With all of that said, I have noticed a trend that drives me a bit crazy. I know texting is popular, a lot of people seem to prefer it, that is fine. What I find annoying is when someone is texting me, not a quick “yes or no” type text, rather one that requires in depth explanation. With this I decide to call them, this requires a true conversation, and not only do they not answer but immediately after they text me again. My response is always call me when you are available to talk. They almost never do! Almost inevitably I wind up getting another text a while later saying something like, “I am free now, whats up?” Um, No.. I said CALL. So I call again, they said they were free, and again no answer but another text right after I hang up. What is that??

I bring this up because I have experienced this with more than 3 people now. One of which is an actual friend that I made a few years back at school. She is 10 years younger than me, as is everyone else that I seem to have this issue with. With her what I do now is if she wants to catch up with me via text I immediately make plans with her to meet face to face and catch up. I have known her for close to 3 years now and she has picked up the phone for me once in that time. If I didn’t like her so much this nonsense would be a deal breaker (as inflection is lost in text let me clarify, that last sentence was expressed with mild jest).

My most recent experience was especially frustrating. I was assigned a partner for a short skit to be preformed in class about “appropriate self-disclosure with a client”. My classmate and I are to develop a 1-2 minute skit that is an example of this, easy enough. I had about three ideas before I even left class. To me this requires a five minute brainstorm by phone and we are ready. The classmate and I swap numbers and agree to contact each other over the weekend. She contacts me Friday and explains she would like to get together in person to discuss our skit. I agree to this and we start going over our schedules together, all via text.

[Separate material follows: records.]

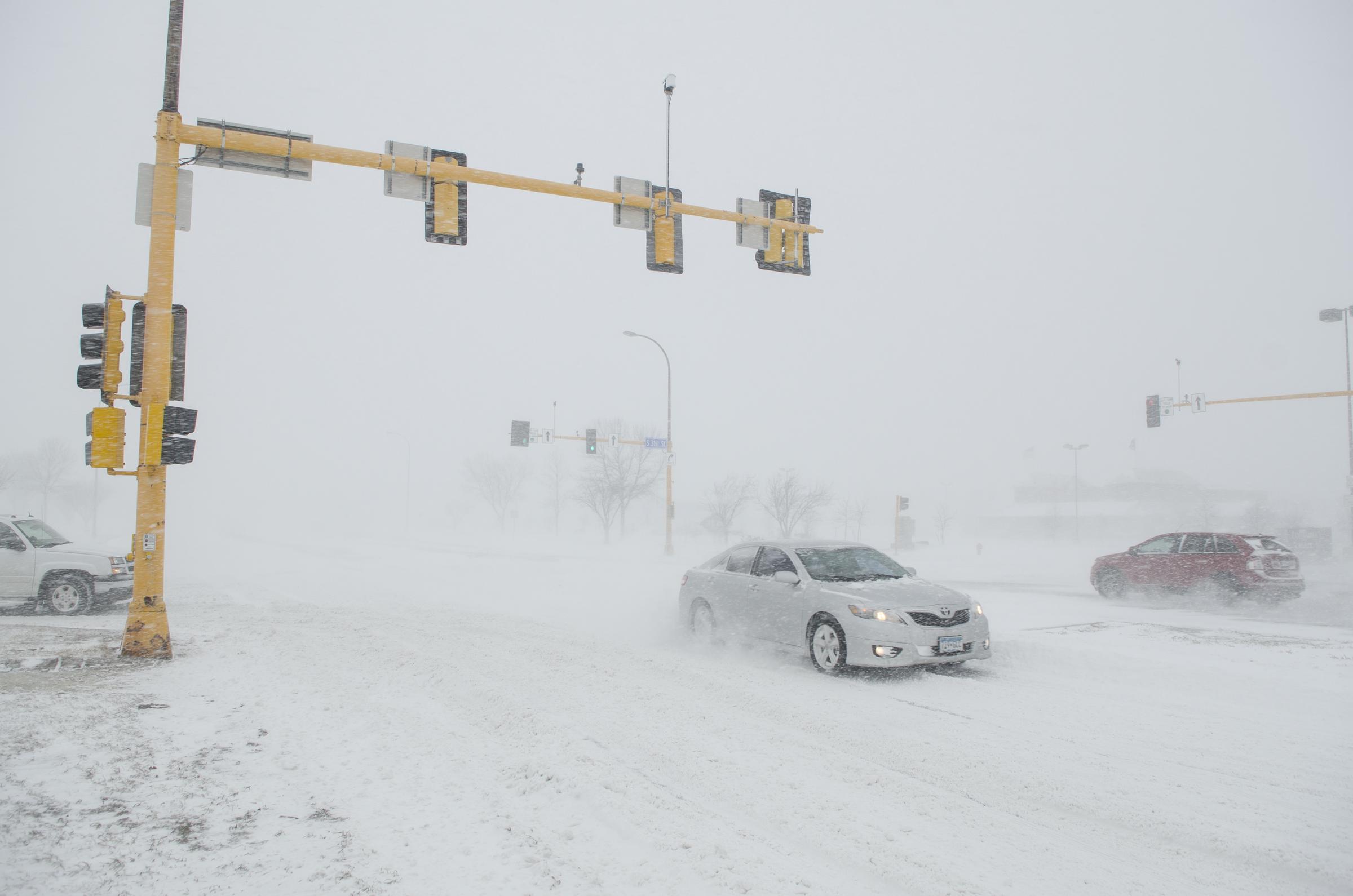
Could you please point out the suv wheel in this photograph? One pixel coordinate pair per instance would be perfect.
(1110, 584)
(65, 595)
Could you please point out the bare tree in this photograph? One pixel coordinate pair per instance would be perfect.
(850, 514)
(788, 500)
(726, 500)
(48, 469)
(942, 520)
(630, 472)
(599, 493)
(555, 474)
(498, 481)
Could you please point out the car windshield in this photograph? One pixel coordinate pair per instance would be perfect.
(41, 534)
(849, 565)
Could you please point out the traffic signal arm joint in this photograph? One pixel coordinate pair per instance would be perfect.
(193, 134)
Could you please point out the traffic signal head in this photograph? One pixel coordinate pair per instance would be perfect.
(447, 217)
(1153, 410)
(164, 424)
(105, 347)
(106, 428)
(786, 251)
(665, 245)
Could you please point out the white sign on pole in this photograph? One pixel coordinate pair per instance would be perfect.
(753, 236)
(630, 216)
(145, 190)
(408, 186)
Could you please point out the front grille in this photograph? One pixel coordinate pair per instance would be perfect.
(930, 619)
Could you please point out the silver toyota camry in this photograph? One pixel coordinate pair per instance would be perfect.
(844, 603)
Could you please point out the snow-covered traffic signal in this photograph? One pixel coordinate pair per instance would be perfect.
(105, 347)
(786, 251)
(664, 245)
(106, 428)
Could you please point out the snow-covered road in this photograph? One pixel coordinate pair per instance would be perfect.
(497, 722)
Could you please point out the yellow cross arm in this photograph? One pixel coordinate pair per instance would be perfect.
(194, 134)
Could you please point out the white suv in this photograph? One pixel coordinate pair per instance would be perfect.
(42, 569)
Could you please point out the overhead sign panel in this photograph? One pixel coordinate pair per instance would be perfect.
(403, 186)
(630, 216)
(145, 197)
(255, 163)
(753, 236)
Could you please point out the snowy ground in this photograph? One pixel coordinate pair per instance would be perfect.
(432, 719)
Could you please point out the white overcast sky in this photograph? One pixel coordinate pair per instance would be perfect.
(1030, 211)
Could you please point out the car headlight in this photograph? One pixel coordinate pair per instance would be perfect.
(877, 615)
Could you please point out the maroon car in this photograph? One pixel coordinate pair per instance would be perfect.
(1233, 565)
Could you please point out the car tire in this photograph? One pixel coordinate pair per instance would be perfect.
(827, 645)
(1110, 584)
(704, 630)
(67, 595)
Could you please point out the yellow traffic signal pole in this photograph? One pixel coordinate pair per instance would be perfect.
(148, 623)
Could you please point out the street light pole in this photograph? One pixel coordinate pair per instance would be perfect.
(1329, 316)
(669, 547)
(1076, 482)
(409, 463)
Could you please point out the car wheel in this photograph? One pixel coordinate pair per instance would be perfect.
(702, 627)
(827, 645)
(1110, 584)
(65, 595)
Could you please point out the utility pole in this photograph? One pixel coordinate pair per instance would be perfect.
(1076, 482)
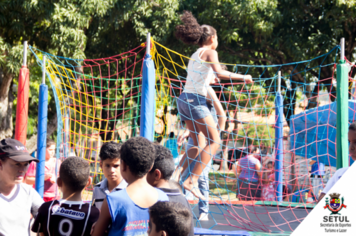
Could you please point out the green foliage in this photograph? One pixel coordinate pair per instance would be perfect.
(255, 32)
(257, 134)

At one point the convo is getting pretty involved and I decide it would be easier to just hammer things out in a quick call. No answer, shocker. Then I do not hear from her for two days. I try to call again last yesterday, no answer. Also after sending a text I receive no response. I chalk it up to it being Super Bowl Sunday and decide to wait to hear from her. This morning I check in with her through two texts and she finally gets back to me saying she has sketchy cell service and does not always receive texts. All the more reason to speak by phone. She finally agreed to answer my call and it took 30 seconds to make a plan to meet. I mean really, what a waste of energy.

I do not understand this way of communicating and find it truly lacking. Not to mention this nonsense does not fly in the “real” world. I did, on occasion, text with my executives when I worked at the hospital because they were often in meetings but you better believe that if a client or your boss calls you have to answer that phone.

Ultimately I just feel like you lose so much of the connection when communicating like this. I will always prefer to discuss serious matters in person, everyday matters are fine by phone. Let me give an example of what I mean by losing the connection… One of my best girlfriends and I talk by phone about every other week. She has a child and a crazy schedule as do I with school and the things that keep me busy. We do not get to see each other as often as I would like but these calls we have tide me over until I can spend time with her in person. I have never felt as good from a text message as I do after getting to hear her voice on a half hour phone call. We talk, we laugh and I feel like she is in the room with me. Not to mention it meas something to me that she devoted a whole half hour of her busy day just to speak with me. That is the connection. A text can never replace her laugh, it will never feel as good as hearing her voice. That is what is lost.